In the 72-hour period ending Tuesday night, a total of 8½ inches fell on Santa Rosa while nearly 20 inches drenched the hills west of Healdsburg.
All eyes Tuesday night were on forecasts for the Russian River, which overran its banks Monday, and was expected to push nearly 8 feet beyond flood stage to crest at 6 p.m. Wednesday in Guerneville at 39.8 feet. That’s the highest level since 2006 when waters surged to 41.8 feet, causing $110 million in flood damage.
Officials said 800 homes in the lower river area were at risk of flooding or being cut off by floodwaters. About 3,000 residents in the river communities from Forestville to Jenner remained under evacuation advisories Tuesday night.
“The flooding around Guerneville is going to get larger,” Christopher Helgren, Sonoma County’s emergency manager, said Tuesday. “There are going to be more places underwater.”
The river is expected to return to within its banks Friday morning. Dry weather is forecast the rest of the week.
Tuesday’s storm ravaged a large swath of Northern California from Big Sur to South Lake Tahoe. But at times, it appeared the North Coast bore the brunt.

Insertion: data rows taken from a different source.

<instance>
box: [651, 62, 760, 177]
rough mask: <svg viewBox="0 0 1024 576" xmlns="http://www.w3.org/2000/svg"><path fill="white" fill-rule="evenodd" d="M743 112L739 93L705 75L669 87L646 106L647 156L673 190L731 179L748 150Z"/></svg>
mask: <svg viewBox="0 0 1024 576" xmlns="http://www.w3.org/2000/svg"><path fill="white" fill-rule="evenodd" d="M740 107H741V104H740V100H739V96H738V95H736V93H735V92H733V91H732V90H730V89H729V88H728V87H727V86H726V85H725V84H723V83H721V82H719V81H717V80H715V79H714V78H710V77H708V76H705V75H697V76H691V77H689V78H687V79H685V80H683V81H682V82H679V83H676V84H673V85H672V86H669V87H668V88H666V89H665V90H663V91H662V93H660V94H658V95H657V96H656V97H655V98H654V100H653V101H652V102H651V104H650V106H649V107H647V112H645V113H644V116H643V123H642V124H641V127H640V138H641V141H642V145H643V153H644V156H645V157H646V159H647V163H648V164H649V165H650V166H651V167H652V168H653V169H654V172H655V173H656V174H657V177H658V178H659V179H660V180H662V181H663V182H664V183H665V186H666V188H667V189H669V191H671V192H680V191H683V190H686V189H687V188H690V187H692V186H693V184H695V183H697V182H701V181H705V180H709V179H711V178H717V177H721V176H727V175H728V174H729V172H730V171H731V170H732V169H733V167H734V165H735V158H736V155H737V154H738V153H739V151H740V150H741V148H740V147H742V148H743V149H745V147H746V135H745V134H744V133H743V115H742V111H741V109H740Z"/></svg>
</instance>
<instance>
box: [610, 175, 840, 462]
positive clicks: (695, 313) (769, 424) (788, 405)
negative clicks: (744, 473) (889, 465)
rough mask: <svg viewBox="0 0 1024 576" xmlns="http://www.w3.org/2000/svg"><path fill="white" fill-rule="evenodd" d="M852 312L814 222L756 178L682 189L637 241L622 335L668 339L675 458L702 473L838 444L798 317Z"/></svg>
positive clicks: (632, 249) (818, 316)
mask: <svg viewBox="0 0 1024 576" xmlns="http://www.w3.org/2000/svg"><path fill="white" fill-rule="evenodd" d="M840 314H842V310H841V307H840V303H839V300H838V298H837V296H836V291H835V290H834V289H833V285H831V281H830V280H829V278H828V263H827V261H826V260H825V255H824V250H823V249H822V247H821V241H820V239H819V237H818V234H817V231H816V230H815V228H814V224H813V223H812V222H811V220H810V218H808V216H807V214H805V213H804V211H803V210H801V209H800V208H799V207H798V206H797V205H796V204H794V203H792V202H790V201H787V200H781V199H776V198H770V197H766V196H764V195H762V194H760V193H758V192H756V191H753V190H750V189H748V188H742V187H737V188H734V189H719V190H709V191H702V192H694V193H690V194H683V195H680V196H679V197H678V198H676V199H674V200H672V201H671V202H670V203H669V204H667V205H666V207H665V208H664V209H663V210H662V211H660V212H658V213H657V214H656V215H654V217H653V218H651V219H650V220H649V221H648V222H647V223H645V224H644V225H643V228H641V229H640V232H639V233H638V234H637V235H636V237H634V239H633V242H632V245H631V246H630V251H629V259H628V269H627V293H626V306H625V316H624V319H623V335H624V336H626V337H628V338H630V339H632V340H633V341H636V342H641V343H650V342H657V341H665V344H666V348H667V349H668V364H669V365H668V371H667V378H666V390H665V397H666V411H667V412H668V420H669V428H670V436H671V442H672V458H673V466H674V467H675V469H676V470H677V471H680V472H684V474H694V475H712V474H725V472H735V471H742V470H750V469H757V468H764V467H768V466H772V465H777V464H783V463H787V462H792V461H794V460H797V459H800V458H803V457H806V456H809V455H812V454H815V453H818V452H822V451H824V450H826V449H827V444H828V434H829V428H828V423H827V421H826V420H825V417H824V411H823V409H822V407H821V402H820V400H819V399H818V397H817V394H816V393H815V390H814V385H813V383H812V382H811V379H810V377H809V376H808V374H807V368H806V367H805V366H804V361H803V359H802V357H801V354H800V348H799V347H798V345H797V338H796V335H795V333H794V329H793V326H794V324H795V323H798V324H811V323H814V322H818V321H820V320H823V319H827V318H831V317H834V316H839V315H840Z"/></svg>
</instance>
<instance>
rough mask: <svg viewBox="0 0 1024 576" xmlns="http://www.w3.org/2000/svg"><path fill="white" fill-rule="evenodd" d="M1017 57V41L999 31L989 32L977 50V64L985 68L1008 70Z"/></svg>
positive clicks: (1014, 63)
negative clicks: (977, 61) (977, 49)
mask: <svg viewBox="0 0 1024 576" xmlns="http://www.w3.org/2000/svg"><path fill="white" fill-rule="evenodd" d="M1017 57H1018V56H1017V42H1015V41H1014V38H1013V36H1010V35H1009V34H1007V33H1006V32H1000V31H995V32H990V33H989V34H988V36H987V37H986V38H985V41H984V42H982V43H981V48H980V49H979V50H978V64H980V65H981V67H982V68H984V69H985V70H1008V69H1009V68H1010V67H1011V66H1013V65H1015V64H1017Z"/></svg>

Late Tuesday, San Antonio Creek on the Sonoma-Marin border spilled its banks and closed Highway 101 in both directions, with authorities saying the roadway would remain shut until floodwaters subsided. Some residents of San Anselmo and the Ross area of Marin County were ordered to evacuate late Tuesday as floodwaters in the area bore down on homes.
On Tuesday, parts of central Guerneville were already under several feet of water, requiring emergency crews to paddle boats to rescue stranded residents. An evacuation advisory was in effect for 1,700 houses while a mudslide in the hills above Monte Rio threatened seven homes, which authorities put off-limits to residents because of safety risks.
“There’s mud coming down, trees falling. It’s so steep and you don’t want to get too close,” said Sonoma County Sheriff’s Sgt. Spencer Crum, who surveyed a slide in Monte Rio area. “It is pretty dangerous to get near it.”